Mayor hopes to deliver Volume II of the CSP, employee housing and financial tools in 2005

Mayor Hugh O’Reilly said he is optimistic about the year ahead and has laid out a number of key tasks for council to complete by the end of their term in office this November.

Not the least of those tasks is to wrap up the Comprehensive Sustainability Plan, now called Whistler 2020, which is a full-scale planning document guiding the resort’s future for the next 15 years.

"I tend to think that moving ahead with Whistler 2020 is bigger (than the other tasks) because it really is co-ordinating the energies of all the community players," he said this week.

He explained that other significant issues facing the resort, such as resident affordability, employee housing and securing the long-awaited financial tools from the provincial government, would flow out of Whistler 2020.

"Council has always been committed to affordability (and providing) housing but I think the plan is ultimately even more important because those issues are embedded within the bigger (Whistler 2020) plan."

At the end of last year, council adopted Volume I of Whistler 2020 and officially partnered with a dozen community groups who all recognize the objectives in the document and pledged to work together in achieving its goals.

Volume II, which will outline the strategies and action plans to achieve the goals in the first volume, should be finalized and adopted within the first half of 2005.

But that doesn’t mean council won’t be working on delivering housing and financial tools until Whistler 2020 is complete.
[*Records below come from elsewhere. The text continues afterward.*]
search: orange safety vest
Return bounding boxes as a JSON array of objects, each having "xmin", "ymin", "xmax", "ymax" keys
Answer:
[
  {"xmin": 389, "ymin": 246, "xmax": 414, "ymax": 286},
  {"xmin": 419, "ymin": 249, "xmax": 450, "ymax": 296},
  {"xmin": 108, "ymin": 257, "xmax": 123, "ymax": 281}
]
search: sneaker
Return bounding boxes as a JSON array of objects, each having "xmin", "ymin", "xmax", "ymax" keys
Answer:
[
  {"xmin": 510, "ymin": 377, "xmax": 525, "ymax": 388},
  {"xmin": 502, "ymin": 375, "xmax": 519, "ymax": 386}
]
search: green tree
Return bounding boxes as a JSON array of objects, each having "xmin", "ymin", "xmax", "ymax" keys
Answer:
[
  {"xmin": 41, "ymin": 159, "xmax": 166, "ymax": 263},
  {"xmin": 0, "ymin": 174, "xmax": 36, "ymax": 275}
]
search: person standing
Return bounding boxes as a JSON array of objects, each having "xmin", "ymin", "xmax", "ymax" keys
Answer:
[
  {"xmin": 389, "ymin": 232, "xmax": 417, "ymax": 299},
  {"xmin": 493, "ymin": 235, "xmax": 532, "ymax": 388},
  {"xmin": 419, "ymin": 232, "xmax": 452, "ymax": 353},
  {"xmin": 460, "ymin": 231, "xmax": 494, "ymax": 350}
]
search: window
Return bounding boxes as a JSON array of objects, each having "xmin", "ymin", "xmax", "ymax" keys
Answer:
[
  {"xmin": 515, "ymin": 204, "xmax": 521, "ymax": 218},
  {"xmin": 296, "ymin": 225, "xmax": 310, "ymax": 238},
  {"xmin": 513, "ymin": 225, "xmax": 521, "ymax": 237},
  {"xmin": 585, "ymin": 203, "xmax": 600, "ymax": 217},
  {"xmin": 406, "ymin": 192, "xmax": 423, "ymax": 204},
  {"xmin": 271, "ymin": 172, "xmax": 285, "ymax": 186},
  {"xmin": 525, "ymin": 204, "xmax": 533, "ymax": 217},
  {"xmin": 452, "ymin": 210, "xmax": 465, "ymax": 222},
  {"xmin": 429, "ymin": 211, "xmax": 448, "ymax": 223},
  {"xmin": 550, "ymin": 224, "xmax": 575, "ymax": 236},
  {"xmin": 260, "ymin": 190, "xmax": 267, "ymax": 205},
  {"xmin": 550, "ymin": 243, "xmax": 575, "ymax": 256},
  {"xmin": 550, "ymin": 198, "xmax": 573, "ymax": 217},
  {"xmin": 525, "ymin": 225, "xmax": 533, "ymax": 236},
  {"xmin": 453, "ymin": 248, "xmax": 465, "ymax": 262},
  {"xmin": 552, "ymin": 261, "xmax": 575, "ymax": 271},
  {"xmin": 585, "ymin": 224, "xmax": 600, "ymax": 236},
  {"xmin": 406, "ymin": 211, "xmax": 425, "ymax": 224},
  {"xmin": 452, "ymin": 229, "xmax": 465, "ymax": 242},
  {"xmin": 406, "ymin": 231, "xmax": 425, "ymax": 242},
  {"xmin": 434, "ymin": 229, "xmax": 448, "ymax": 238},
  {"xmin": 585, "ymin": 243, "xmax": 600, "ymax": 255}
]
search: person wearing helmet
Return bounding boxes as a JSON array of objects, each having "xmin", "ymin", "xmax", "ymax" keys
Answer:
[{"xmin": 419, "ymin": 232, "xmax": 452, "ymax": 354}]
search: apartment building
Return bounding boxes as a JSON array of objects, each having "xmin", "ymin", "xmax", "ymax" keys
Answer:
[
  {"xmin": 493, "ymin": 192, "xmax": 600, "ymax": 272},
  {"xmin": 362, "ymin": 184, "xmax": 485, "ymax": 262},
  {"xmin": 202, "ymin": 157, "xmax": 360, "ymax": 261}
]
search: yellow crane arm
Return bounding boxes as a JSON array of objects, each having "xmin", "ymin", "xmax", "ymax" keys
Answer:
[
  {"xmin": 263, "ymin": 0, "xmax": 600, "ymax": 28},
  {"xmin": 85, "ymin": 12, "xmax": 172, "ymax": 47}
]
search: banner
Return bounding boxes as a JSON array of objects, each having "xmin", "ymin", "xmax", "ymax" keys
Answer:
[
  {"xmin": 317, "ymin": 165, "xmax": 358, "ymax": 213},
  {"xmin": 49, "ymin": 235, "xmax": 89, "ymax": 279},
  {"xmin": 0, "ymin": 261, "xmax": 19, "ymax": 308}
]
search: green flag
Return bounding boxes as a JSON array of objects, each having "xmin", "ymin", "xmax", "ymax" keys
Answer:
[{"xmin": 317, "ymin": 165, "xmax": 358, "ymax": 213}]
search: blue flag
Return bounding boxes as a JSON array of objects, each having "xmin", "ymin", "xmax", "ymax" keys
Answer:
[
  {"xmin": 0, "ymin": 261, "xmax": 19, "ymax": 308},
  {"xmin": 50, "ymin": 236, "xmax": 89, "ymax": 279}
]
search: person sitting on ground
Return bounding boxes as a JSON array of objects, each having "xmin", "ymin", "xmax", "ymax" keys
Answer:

O’Reilly said council is considering three large rezoning applications that have good potential to deliver a sizable chunk of employee housing. These do not include the employee housing opportunities that will come out of the athletes village after 2010.

"These are ones that could actually see some deliverables in the very near future and no, they’re not necessarily massive but they’re significant," he said. "They’re not one and two (homes). There are some real numbers there."
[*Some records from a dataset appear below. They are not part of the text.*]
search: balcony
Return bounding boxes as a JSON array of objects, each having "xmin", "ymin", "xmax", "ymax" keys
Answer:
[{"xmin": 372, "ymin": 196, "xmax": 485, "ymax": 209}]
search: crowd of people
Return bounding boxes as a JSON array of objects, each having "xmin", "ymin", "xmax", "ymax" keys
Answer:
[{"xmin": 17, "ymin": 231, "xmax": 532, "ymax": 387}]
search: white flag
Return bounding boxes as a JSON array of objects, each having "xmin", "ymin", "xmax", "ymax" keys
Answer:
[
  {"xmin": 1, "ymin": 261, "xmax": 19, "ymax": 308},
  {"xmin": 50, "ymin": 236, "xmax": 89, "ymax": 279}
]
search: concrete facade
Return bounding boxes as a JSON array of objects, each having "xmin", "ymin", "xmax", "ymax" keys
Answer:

He was reticent to go into too much detail about the three proposals other than to say that one proposal involves the long talked about land known as Cheakamus North, in between Spring Creek and Millar’s Pond.

"That application is still moving ahead," he said. "There’s some real incentive there. We think that creating that connector between those two subdivisions has some real value because it makes the transit system so much more viable, and that’s another one of our key initiatives.

"I know that there’s active work being done on that (application). It’s a tough site (because of the terrain)… It hasn’t been successful to date because it is tough (but) it’s putting the right numbers together and making it work."

Council is focused on delivering housing to meet the needs of middle management workers in the community as well as seniors housing. O’Reilly admitted employee housing for those two segments of the community have not been addressed as well as council would have liked over the past two years.

Meanwhile, the mayor said council would be actively lobbying the province to deliver the long-promised financial tools to the resort, which were negotiated during the Olympic bid process. The financial tools will effectively give Whistler power to collect more money for the resort.

"We’re going to pick up the pace in the New Year and really try and spend some time with Victoria and try and get this thing done," he said. "This council is going to want to see it done before our elections, otherwise it’d be an annoyance for us to have gone three years and not be able to deliver on something that was promised many years ago during the bid process. So I think we can probably bear some weight on the province and say ‘let’s get this done.’"

Whistler has developed an idea for a financial tool, which has support among other resort communities said O’Reilly, because it allows communities like Whistler to access the tools as they become more successful.

He would not explain Whistler’s idea in detail but said he thinks it’s a reasonable proposal for Victoria to consider.

"I understand the province has to go through the election process (this spring), but I feel confident that once the elections are over, that it’s time to settle this issue once and for all."